In the 1950’s radiocarbon dating (C14) began to be used to refine our understanding of Hawaiʻi’s past – but these first Hawaiian C14 dates were calibrated without a relative dating sequence to consider them against. It was a young Japanese anthropologist, Dr. Yosihikio Sinoto, who developed the groundbreaking classification of Hawaiian fishhooks that allowed for structured relative dating of Hawaiian sites to take place. In archaeology pottery is generally used to develop relative dating sequences, but since pottery was not used by the ancient Hawaiians Dr. Sinoto developed his ingenious fishhook sequence to stand in the place of pottery. This is only one example of how Hawaiian archaeology is unique! In 1954 Dr. Sinoto was on his way by ship to study at Berkeley in California when he was invited to stop in Hawaiʻi and was ‘kidnapped’ by Dr. Kenneth Emory, then director of the Bishop Museum Anthropology Department. That began a 60 year career and research partnership that asked and answered many questions about Hawaiʻi and its ancient inhabitants.
Today the Anthropology Department at the Bishop Museum is focused on using their existing collections in new research projects. The team is passionate about using non-destructive techniques to continue to learn more about the cultural and natural history of Hawaiʻi and the Pacific Islands. I got to see the team in action, zapping stone adzes with their portable XRF machine. This device determines the elemental composition of a stone, which can tell archaeologists where it is from in the world – it also looks like it was taken off the set of Star Trek! The Anthropology Department is particularly involved in the Hoʻomaka Hou Research Initiative and the Hawaiian Archaeological Survey project (find out more on their website). One outcome of the Hoʻomaka Hou Research Initiative is the publicly accessible Online Fishhook Database, featuring over 4000 fishhooks from three sites excavated on Hawaiʻi Island in the 1950s by a joint Bishop Museum and University of Hawaiʻi team.

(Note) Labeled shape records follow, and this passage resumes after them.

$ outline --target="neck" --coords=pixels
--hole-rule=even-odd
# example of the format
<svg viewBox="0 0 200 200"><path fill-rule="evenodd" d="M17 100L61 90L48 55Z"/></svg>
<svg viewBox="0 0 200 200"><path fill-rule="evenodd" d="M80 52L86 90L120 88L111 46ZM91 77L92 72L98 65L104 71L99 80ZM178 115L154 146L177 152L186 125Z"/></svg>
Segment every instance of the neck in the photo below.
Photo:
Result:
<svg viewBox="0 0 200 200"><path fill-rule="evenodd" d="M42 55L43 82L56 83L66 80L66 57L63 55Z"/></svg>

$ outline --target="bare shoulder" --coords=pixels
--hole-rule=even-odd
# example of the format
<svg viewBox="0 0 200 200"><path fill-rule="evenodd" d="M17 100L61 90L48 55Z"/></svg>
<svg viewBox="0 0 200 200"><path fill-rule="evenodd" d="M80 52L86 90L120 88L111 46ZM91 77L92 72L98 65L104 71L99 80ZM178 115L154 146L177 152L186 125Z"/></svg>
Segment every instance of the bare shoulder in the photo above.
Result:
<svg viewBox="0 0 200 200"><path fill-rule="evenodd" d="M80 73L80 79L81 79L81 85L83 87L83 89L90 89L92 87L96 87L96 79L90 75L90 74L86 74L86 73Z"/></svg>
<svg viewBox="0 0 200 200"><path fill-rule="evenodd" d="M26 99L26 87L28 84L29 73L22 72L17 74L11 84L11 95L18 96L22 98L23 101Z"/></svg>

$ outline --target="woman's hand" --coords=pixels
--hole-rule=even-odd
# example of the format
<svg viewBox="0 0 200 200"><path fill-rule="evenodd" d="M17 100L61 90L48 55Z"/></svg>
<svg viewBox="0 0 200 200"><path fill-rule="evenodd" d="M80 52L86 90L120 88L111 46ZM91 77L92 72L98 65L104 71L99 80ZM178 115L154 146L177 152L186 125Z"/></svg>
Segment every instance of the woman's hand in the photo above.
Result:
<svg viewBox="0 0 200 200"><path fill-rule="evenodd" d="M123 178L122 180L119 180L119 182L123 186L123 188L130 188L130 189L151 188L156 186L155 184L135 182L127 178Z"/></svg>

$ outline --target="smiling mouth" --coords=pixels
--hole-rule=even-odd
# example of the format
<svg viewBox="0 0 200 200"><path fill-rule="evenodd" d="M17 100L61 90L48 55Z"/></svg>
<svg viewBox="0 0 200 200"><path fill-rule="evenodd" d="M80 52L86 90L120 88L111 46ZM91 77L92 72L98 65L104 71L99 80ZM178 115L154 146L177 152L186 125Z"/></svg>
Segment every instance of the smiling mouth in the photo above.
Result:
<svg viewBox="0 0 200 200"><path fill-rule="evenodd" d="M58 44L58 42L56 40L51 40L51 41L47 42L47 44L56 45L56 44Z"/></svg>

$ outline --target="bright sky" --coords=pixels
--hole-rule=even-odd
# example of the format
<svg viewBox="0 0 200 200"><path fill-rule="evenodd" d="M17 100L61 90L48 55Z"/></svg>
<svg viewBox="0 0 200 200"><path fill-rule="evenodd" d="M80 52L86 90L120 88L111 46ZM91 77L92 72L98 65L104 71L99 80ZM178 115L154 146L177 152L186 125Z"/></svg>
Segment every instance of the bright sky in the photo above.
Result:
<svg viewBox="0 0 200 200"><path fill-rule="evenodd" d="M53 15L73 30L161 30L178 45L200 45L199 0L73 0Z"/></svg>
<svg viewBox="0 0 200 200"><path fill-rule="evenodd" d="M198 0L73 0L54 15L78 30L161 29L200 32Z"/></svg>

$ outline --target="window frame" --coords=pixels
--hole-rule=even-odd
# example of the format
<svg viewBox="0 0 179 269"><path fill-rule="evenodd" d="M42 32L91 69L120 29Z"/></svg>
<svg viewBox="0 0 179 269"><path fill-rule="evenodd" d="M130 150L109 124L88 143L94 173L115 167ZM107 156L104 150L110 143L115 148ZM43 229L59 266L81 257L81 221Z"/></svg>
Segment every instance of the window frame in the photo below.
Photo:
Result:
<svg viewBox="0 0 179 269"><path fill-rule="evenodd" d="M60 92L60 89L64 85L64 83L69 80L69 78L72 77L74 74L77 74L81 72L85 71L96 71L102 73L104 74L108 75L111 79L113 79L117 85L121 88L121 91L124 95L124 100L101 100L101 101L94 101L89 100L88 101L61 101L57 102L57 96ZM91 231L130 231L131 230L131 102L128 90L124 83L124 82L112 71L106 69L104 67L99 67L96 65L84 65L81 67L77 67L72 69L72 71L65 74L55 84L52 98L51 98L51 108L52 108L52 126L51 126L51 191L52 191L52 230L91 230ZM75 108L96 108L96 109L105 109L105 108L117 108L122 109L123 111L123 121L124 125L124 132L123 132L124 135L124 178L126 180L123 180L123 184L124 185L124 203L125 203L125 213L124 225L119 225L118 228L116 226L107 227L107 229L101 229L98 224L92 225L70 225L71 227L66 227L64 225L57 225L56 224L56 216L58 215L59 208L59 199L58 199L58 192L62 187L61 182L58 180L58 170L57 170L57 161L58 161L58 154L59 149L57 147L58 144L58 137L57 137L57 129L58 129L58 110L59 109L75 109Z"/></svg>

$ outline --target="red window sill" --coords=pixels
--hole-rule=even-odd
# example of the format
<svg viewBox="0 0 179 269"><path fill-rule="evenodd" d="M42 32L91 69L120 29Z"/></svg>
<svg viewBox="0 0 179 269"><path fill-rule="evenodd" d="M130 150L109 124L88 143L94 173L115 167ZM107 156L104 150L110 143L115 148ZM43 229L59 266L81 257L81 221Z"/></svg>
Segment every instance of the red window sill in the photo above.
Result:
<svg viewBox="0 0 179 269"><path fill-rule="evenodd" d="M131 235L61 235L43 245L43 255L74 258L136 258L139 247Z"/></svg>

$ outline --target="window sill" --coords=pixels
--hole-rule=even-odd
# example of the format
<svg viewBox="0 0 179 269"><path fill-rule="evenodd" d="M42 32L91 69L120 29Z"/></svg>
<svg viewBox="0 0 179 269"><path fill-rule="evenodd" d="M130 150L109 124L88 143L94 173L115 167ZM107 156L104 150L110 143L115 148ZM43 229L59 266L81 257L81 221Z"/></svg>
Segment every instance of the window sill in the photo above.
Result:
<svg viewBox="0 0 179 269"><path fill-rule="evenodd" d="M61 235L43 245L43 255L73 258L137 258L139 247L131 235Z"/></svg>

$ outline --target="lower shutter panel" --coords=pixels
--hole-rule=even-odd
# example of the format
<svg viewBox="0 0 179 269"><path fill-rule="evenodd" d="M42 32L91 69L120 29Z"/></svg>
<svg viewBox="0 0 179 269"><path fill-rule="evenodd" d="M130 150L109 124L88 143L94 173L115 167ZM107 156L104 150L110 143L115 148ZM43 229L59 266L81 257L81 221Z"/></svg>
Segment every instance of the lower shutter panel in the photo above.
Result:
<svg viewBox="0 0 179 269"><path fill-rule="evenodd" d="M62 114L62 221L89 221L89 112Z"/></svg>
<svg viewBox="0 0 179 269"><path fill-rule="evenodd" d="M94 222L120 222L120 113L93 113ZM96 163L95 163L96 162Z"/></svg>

I’ve been fortunate to see the Hawaiian fishhooks for myself and they are truly exceptional. They are catalogued, organised and stored in the rows of cabinets, drawers and shelves in the Archaeology Collections of the Bishop Museum. It’s neat to open the drawers and see the rows of bags and boxes of archaeological treasures. There is so much material housed here that the Anthropology Department should be kept busy with collections-based research for a long time to come!